Issues pertaining to gays, lesbians, bisexuals and transgender people are much in the news these days.

Of course there were the shootings and mass murder at the Pulse gay bar in Orlando, Florida.

And there were the so-called “bathroom laws” enacted against transgender people and designed to protect “normal” people who ere never really threatened.

In contrast, the military announced that transgender people could serve under the usual conditions and regulations.

Then President Obama declared the Stonewall Inn (below) in Greenwich Village in New York City, a national historical landmark. In 1969 a police raid against the gay bar led to riots that, in turn, sparked the gay liberation movement to secure human rights and civil rights for homosexuals.

stonewall inn

This week saw a U.S. District Judge in Mississippi ruling against so-called “religious freedom” laws that many states have enacted in the wake of the U.S. Supreme Court legalizing same-sex marriage a year ago.

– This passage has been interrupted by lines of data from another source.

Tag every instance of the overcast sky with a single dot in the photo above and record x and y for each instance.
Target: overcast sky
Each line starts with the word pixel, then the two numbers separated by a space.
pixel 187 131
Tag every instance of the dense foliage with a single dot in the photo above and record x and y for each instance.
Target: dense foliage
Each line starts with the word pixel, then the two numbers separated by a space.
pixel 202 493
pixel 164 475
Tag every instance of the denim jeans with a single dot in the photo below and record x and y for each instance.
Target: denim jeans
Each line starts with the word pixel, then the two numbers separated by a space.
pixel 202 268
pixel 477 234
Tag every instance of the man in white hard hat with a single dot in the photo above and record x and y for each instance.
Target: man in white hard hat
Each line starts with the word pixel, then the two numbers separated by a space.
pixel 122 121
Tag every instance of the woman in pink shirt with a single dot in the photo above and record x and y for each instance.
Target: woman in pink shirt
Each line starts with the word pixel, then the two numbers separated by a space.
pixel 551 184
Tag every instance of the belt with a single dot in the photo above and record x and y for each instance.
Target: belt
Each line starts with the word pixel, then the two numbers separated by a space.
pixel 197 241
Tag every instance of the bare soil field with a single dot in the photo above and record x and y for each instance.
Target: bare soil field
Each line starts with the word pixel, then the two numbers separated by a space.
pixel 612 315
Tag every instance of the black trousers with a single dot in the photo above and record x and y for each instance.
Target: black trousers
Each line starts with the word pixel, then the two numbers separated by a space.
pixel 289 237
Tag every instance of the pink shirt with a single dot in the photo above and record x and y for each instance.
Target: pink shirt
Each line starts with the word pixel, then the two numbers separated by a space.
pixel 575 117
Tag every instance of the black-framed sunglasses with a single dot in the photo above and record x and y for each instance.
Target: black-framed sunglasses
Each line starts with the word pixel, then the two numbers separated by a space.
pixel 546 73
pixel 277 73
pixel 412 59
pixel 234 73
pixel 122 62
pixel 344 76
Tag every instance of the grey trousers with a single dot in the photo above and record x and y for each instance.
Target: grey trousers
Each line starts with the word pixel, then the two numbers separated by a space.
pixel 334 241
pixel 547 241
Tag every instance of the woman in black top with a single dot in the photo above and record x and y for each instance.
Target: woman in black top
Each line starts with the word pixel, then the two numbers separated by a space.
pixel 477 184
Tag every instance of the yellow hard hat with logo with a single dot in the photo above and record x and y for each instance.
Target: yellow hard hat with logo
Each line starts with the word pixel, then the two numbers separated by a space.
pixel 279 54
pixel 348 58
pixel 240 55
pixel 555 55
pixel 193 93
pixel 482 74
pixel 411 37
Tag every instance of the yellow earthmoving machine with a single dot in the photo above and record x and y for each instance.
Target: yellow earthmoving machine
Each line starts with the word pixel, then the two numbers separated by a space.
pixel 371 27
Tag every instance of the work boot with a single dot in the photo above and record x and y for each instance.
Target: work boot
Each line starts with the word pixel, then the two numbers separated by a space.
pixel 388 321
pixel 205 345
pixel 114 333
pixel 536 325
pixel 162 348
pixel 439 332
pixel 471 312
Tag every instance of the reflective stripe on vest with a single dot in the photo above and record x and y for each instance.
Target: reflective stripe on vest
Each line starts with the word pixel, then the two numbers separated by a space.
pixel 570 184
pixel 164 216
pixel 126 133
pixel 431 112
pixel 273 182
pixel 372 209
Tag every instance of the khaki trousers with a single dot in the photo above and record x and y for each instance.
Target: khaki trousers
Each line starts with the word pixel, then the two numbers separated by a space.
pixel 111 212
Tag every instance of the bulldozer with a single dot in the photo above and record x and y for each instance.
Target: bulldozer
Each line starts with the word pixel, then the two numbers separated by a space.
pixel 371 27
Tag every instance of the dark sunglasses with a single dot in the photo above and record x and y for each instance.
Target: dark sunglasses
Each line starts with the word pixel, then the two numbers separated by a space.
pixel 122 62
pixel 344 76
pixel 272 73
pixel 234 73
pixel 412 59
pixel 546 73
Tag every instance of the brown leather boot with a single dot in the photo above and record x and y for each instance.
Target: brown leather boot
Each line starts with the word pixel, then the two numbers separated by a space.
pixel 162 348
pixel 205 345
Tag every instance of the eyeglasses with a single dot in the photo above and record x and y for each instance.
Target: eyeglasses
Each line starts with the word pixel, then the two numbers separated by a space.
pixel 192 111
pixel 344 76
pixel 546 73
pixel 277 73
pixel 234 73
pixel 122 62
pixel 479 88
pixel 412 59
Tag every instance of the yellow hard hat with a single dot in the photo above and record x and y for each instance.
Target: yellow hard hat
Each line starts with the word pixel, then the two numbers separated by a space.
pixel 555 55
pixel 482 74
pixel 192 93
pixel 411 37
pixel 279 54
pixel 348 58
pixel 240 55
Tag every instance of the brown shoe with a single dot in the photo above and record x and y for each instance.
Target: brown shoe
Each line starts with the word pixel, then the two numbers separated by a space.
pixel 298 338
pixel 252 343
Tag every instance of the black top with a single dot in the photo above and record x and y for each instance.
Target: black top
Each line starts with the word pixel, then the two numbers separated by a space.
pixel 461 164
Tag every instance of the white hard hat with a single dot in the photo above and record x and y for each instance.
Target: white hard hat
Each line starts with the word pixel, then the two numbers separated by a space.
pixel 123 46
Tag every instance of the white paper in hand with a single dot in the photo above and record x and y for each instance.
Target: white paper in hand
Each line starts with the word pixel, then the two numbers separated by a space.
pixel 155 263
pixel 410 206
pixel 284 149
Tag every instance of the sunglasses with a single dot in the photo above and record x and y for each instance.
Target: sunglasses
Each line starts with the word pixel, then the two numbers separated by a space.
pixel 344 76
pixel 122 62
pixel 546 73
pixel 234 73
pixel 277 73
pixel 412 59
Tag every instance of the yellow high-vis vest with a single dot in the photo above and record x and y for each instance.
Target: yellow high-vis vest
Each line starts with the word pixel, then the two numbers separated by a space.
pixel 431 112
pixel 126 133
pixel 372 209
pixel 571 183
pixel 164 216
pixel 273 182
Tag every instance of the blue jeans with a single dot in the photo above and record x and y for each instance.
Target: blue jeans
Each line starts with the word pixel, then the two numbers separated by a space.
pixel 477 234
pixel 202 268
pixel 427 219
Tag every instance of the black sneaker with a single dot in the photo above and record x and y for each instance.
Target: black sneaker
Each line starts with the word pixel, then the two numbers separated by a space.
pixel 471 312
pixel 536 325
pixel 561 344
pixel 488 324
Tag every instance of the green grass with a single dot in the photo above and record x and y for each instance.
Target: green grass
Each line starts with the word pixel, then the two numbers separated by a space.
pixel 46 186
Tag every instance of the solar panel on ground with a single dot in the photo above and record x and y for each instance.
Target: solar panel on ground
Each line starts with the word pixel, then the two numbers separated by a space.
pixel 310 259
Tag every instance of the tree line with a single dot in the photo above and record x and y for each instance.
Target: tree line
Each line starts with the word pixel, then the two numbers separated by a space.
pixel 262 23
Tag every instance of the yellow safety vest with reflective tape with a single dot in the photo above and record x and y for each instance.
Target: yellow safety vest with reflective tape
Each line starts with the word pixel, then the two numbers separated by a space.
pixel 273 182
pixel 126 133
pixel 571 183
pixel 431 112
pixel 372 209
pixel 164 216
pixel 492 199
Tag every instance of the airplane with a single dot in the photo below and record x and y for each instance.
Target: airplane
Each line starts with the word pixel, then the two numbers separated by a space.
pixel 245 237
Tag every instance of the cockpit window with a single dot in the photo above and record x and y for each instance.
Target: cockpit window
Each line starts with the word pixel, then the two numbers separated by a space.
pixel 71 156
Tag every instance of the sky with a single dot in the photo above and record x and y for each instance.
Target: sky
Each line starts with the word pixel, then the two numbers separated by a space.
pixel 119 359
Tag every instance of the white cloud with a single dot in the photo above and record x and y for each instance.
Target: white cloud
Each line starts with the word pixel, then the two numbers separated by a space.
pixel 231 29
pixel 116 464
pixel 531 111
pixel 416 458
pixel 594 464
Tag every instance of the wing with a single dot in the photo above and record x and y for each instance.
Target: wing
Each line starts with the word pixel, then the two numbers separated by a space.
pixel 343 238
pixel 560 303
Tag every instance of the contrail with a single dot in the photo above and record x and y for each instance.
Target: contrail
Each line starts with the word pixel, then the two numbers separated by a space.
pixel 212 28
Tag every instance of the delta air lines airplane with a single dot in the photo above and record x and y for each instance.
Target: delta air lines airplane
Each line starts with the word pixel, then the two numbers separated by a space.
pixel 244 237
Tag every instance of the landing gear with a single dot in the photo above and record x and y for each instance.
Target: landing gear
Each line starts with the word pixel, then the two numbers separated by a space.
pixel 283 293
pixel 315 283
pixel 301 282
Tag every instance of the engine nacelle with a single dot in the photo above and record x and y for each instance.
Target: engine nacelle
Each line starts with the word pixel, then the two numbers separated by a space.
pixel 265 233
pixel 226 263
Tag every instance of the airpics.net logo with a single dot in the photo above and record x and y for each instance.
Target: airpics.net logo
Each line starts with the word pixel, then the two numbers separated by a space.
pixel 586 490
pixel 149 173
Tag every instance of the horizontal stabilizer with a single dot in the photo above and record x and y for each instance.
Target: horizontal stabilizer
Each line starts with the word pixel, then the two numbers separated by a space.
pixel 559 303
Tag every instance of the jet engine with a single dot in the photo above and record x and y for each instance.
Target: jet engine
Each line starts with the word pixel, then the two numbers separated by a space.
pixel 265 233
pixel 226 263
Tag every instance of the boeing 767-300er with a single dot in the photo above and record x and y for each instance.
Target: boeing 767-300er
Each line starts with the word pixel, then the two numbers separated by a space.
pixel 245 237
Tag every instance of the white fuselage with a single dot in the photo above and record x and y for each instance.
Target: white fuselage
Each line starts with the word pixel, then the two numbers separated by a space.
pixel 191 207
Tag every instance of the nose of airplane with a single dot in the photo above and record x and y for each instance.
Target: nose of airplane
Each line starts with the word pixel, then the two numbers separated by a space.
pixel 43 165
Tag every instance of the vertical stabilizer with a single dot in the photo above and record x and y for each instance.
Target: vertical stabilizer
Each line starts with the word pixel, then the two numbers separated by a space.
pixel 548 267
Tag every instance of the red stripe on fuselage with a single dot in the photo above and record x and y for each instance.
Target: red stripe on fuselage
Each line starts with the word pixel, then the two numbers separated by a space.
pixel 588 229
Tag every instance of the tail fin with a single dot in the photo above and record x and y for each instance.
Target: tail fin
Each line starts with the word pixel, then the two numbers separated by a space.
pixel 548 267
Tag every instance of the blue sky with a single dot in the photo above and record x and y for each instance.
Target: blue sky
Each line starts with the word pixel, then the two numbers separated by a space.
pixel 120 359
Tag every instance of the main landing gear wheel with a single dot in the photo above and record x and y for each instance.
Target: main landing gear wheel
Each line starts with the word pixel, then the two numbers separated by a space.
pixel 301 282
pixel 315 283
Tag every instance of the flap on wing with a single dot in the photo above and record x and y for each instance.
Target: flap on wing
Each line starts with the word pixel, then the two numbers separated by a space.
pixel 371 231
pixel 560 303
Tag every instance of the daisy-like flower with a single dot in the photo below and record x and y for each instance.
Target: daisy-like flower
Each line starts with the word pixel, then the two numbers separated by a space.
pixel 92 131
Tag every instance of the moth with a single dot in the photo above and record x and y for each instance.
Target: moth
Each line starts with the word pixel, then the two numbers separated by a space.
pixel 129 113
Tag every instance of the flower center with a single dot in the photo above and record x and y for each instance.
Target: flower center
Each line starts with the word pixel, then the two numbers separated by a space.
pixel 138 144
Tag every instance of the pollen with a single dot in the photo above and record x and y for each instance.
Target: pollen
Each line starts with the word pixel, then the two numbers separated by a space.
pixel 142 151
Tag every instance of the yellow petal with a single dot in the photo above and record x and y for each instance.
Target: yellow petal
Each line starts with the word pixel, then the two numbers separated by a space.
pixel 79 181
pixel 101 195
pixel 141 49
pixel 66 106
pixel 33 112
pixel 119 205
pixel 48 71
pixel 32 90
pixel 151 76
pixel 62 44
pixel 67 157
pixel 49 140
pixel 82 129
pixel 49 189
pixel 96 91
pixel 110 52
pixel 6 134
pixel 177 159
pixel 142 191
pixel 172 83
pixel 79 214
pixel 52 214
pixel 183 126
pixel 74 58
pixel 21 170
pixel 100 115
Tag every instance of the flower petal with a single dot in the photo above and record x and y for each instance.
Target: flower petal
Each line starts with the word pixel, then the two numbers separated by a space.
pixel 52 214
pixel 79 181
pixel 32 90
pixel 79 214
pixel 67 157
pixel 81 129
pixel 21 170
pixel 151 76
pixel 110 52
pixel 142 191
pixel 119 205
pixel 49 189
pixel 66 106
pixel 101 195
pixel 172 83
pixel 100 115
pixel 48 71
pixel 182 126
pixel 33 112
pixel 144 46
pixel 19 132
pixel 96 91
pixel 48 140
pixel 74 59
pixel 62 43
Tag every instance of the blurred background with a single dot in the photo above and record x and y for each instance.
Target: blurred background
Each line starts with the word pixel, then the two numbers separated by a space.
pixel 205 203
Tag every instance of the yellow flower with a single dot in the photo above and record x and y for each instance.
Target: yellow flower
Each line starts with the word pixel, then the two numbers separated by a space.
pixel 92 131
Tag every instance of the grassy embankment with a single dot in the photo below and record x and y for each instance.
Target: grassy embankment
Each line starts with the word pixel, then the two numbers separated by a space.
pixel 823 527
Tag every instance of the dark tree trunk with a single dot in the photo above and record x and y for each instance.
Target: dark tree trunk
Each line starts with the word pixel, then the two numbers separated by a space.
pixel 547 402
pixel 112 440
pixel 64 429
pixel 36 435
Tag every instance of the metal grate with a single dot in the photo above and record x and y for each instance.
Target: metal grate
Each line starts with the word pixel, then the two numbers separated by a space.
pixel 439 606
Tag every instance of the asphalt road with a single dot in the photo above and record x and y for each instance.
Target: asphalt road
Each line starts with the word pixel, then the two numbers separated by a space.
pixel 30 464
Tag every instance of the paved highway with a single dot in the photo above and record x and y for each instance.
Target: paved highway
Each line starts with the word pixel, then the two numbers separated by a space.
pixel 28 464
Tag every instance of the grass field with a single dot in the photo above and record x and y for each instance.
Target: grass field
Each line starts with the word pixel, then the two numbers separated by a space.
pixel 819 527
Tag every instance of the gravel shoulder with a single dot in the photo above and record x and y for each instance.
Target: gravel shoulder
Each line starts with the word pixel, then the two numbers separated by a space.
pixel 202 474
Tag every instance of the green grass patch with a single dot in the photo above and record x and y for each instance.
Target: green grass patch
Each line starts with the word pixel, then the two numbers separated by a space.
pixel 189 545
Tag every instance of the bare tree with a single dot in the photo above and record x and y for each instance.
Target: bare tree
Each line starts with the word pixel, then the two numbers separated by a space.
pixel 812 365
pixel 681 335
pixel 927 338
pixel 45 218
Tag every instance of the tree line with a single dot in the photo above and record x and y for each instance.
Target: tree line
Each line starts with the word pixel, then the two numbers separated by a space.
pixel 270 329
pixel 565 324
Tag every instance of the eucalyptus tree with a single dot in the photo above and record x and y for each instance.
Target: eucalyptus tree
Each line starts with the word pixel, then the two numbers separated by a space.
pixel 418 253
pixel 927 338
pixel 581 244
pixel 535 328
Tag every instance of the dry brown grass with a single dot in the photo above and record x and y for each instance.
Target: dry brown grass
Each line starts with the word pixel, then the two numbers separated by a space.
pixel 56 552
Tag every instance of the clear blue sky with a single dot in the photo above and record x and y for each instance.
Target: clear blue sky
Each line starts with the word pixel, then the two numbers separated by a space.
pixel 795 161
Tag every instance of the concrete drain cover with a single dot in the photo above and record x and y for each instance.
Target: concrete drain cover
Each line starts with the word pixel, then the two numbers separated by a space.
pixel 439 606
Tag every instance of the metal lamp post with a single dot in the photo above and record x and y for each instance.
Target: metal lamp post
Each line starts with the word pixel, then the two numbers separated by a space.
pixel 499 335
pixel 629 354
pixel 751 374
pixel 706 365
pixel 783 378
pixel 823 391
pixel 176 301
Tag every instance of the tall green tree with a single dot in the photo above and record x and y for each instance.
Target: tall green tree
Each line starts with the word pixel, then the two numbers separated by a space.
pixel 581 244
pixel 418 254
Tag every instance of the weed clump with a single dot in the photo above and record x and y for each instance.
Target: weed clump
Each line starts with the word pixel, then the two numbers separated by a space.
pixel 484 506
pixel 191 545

Such laws were ruled to discriminate against LGBT people and to unconstitutionally favor certain religions or forms of religion.

A lot of the proponents of such laws seem to have a false nostalgia for the good old days.

Well, maybe they were good for some people. But they were terrible times for many others, including LGBTQ people.

Gregory Spears’ new opera, called “Fellow Travelers” (below is a crucial scene in a photo by Philip Goushong for the Cincinnati Opera) has an interesting take on that historical era with its “Lavender Scare” that parallels the Red Scare of McCathyism.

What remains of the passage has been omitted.